I am a total embarrassment to myself. No, I haven't just realised this - it has just been brought further to my attention today. In order to remedy my uselessness in class, ie. not saying a damn word for the entire two hours, I attempted to say some very intelligent things to the seminar leader (a man I like to call Ed Wood. I don't know why, so do not ask), as well as to the class. Instead I spouted some very suspect, peculiar words, said "um.." fifty time in thirty seconds, apologised for being stupid, and then shut up. Which would have been fine, but I then did the exact same thing again, not six minutes later. Thankfully, this time I was rescued by a kindly group member who said, "what she means to say is...". At least someone knows what I'm talking about, even if it isn't me.
This weekend, to conclude my week of embarrassing things, we are having yet another rubbish party that no one will attend.

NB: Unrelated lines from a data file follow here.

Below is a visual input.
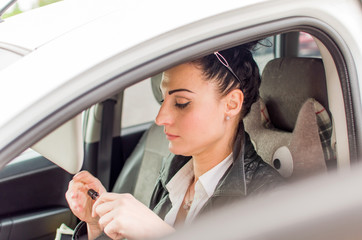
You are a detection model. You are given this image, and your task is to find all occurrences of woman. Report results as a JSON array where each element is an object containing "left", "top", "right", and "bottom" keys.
[{"left": 66, "top": 43, "right": 281, "bottom": 239}]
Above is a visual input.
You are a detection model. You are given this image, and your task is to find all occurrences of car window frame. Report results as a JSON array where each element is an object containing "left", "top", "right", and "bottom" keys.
[{"left": 0, "top": 16, "right": 362, "bottom": 169}]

I do like to pretend that I am insanely popular, so it comes as a particular blow when no one you know comes to your party. This time, I have a plan. I just haven't invited anyone. That way, when no one turns up, I will not be surprised or hurt. I am the queen of optimism. And also logic.
On a more surprising note, I have finished one of my essays. I am excited by this fact. I may do a dance. I say finished, I have done the brunt of the work, and am ignoring all the typos and ugly sentences. Which, inevitably, I will forget to correct, and will therefore lose A THOUSAND MARKS for being careless. I only care slightly.
Not much else to report today, for I am going out shopping to buy the Boy a Valentines gift that costs only £1.20. Not a joke.